Nos últimos 5 anos presenciamos um crescimento acelerado de fintechs no país, atingindo a marca de 504 empresas no setor, segundo levantamento do portal Finnovation. Com esse movimento, vemos um mercado financeiro cada vez mais povoado com diferentes atores e uma explosão de alternativas para os mais diferentes públicos.

Nesse sentido, várias oportunidades de parceria e relações de complementariedade emergem, tendo de um lado os grandes bancos e, do outro, as novas startups financeiras. Esse movimento de cooperação entre grandes empresas e o ecossistema de inovação, também conhecido como corporate venturing, já acontece em diferentes setores da economia e passou a ganhar força com interessantes iniciativas aqui no Brasil.

As ações de corporate venturing possuem diferentes níveis, indo desde interações mais rápidas e pontuais (como as maratonas de programação, conhecidas como hackathons) até níveis mais profundos de relacionamento e investimento (como a constituição de fundos para aporte em startups). Discutiremos a seguir algumas dessas estratégias e como elas estão sendo desenvolvidas no país.

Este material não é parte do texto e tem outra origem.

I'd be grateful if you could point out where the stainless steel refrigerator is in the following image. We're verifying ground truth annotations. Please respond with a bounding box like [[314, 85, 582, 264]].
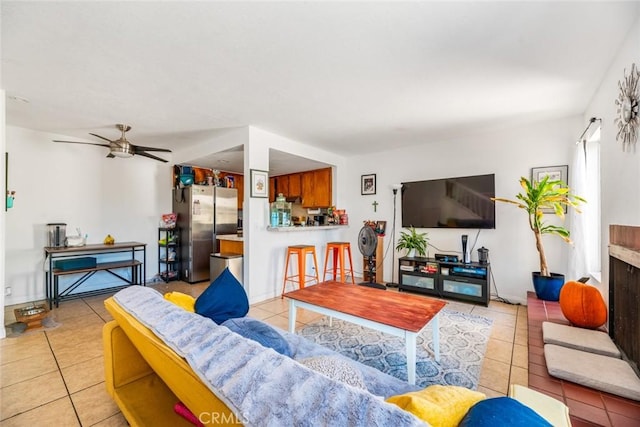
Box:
[[173, 185, 238, 283]]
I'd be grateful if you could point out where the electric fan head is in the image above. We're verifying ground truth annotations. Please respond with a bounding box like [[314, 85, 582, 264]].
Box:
[[358, 225, 378, 257]]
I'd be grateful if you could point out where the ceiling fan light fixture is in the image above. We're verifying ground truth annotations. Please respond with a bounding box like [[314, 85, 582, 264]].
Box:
[[111, 149, 133, 159]]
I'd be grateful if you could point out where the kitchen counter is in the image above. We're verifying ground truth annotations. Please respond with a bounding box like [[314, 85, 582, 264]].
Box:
[[216, 234, 244, 242], [267, 224, 349, 232], [216, 234, 244, 254]]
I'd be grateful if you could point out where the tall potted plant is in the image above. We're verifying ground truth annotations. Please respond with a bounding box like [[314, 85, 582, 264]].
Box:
[[396, 227, 429, 258], [491, 176, 586, 301]]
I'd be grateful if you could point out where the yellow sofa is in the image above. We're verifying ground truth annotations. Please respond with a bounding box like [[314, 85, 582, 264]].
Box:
[[103, 290, 570, 426], [102, 298, 241, 426]]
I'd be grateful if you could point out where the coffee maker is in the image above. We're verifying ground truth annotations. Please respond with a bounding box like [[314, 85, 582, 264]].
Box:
[[47, 222, 67, 248]]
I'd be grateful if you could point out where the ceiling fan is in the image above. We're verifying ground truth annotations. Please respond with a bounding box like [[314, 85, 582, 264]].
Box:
[[53, 124, 171, 163]]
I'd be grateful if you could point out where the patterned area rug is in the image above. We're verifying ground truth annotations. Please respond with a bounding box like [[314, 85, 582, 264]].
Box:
[[298, 309, 493, 390]]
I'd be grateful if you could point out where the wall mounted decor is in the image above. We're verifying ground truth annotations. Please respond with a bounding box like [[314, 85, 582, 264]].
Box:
[[360, 173, 376, 195], [251, 169, 269, 198], [615, 63, 640, 151], [531, 165, 569, 213]]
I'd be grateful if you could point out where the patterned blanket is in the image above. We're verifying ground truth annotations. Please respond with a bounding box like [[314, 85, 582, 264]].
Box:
[[114, 286, 424, 427]]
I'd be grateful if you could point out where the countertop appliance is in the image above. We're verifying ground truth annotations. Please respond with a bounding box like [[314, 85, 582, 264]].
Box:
[[173, 185, 238, 283], [47, 222, 67, 248]]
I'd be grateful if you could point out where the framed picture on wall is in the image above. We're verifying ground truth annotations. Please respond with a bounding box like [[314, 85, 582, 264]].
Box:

Explorando as ações mais iniciais, vemos os hackathons como instrumento bastante utilizado pelas corporações na colaboração aberta com talentosos programadores e empreendedores, visando a rápida resolução de desafios do mercado financeiro e fomento de novos negócios no setor. Instituições como FEBRABAN, Santander, Mastercard, Itaú, dentre outros, já desenvolvem iniciativas nesse sentido, abrindo uma interessante vitrine para soluções inovadoras.

Indo para um próximo estágio, temos os laboratórios de inovação, nos quais as corporações realizam experimentos de novas tecnologias e utilizam esses espaços físicos como ambiente de testes junto a fornecedores. Empresas como Visa, Banco do Brasil e Bradesco dispõem desse tipo de estrutura, que acelera o desenvolvimento tecnológico e tem se tornado cada vez mais comum por aqui.

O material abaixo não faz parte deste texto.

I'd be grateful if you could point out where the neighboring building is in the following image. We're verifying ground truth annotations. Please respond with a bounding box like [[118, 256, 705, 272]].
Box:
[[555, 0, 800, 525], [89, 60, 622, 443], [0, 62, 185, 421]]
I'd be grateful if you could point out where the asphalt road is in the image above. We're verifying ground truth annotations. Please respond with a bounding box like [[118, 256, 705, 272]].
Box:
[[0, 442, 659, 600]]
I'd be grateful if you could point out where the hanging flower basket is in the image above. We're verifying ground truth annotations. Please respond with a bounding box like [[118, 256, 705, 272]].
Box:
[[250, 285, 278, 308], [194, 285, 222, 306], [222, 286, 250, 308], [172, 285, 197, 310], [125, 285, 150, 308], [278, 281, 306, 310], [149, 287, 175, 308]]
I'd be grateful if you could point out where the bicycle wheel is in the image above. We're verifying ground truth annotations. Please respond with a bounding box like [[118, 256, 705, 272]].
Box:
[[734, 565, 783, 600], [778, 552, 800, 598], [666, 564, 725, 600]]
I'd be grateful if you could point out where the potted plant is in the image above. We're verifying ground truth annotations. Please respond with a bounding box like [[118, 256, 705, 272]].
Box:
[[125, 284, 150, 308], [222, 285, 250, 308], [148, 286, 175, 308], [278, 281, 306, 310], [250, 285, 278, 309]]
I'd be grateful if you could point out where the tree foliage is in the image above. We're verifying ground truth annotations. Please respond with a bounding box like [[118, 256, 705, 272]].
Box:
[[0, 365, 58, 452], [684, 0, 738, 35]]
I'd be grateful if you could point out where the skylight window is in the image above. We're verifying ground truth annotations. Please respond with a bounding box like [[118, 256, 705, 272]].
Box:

Em um nível maior de interação e investimento, encontramos os programas de aceleração e os hubs de inovação. Os primeiros já são bastante conhecidos mundo afora, e baseiam-se na chamada pública de startups para um programa de mentorias e capacitação, que pode durar cerca de 3 meses ou mais, no qual há uma intensa interação de membros da corporação junto às empresas selecionadas, onde um dos principais objetivos acaba sendo a geração de negócios entre esses dois entes. Pode haver, ou não, a participação acionária da corporação na startup participante do programa. Instituições como Bradesco, Porto Seguro, BNDES, Visa e C6 já adotam essa estratégia.

O hub de inovação é um tipo de estratégia que costuma despender um investimento considerável das corporações, pois acaba envolvendo a criação de um espaço de interação que, na maioria das vezes, abriga startups como uma espécie de coworking. Esses hubs acabam se tornando um centro de gravidade para o ecossistema de inovação, agregando pessoas e empresas em eventos e diferentes ações que ocorrem por ali.

O Itaú foi pioneiro nessa abordagem aqui no Brasil, criando o Cubo, hub que ocupa um prédio na região da Vila Olímpia, em São Paulo. O Bradesco também desenvolveu sua própria iniciativa, chamada InovaBRA Habitat, situado próximo à avenida Paulista. Vemos surgir hubs de inovação inclusive no âmbito dos bancos de desenvolvimento, como é o caso do Hubble, criado pelo BDMG, em Belo Horizonte. Após a criação desses espaços, as organizações citadas estão, cada vez mais, realizando negócios com startups e oxigenando suas formas de trabalho dentro de ambientes que transpiram inovação.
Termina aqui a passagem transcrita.